Eine Million Unterstützungserklärungen aus mindestens einem Viertel der Mitgliedsländer muss eine EBI sammeln, um damit die EU-Kommission zu verpflichten, innerhalb von drei Monaten eine formelle Stellungnahme zu erstellen und Maßnahmen vorzuschlagen – wenn das Thema in ihren Kompetenzbereich fällt. Allerdings behält sich die Kommission das alleinige Initiativrecht vor und ist rechtlich nicht verpflichtet, erfolgreiche EBIs mittels Gesetzesvorschlag umzusetzen.

Keine Legislativvorschläge
Bis dato wurden EU-weit 48 Bürgerinitiativen als gültig registriert, 22 weitere wurden nicht zur Unterschriftensammlung zugelassen. Geschätzt neun Millionen EU-Bürger haben sich laut Kommission bereits an einer Initiative beteiligt. Die Bilanz ist dennoch durchwachsen. Erst vier EBIs konnten alle Kriterien erfüllen, wobei auch in Österreich über 130.000 Unterstützungserklärungen zusammenkamen. Bei dreien davon – die sich gegen Tierversuche, für den Schutz von Trinkwasser als öffentliches Gut sowie das Verbot von Glyphosat aussprachen – hat die Kommission zumindest Folgemaßnahmen eingeleitet.

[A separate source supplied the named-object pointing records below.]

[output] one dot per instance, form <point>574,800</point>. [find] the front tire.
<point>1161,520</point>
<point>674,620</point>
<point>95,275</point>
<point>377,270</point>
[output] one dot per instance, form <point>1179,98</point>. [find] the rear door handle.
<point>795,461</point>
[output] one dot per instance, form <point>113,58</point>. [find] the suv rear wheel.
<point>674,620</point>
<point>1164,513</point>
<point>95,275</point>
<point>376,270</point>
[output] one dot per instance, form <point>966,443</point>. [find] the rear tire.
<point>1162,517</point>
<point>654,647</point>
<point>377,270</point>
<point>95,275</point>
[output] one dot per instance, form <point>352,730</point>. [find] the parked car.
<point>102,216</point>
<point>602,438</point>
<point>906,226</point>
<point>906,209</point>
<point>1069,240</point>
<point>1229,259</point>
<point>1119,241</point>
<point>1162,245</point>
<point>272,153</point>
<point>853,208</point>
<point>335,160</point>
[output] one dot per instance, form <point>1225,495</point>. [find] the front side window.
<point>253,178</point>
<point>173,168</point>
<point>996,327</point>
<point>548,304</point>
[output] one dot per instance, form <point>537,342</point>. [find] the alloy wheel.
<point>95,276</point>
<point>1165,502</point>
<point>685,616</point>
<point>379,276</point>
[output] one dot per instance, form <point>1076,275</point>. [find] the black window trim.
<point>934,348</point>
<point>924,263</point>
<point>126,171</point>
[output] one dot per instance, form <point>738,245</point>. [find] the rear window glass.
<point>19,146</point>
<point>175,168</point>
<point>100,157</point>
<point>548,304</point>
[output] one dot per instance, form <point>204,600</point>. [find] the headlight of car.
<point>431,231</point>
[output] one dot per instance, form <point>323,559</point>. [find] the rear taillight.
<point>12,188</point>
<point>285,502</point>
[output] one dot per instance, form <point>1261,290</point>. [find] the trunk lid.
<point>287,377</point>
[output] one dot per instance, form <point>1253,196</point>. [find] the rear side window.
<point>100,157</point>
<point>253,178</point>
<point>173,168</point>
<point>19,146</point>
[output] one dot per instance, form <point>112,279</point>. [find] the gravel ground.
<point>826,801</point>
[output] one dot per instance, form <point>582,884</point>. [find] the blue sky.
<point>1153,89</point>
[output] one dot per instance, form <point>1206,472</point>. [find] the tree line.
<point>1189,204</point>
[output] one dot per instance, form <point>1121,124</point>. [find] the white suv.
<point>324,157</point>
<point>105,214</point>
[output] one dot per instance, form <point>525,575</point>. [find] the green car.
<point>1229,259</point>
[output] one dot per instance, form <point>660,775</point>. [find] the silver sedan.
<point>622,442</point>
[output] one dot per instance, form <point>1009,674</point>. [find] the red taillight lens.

Zu Legislativvorschlägen ist es allerdings in diesen sechs Jahren noch kein einziges Mal gekommen. Zwar wurde die Trinkwasser-Richtlinie geändert und ein Gesetzgebungsvorschlag über eine transparentere Beurteilung von Pestizidzulassungen angekündigt. Insgesamt ist dies jedoch zu wenig, um den Bekanntheitsgrad und die Attraktivität des Instruments zu steigern.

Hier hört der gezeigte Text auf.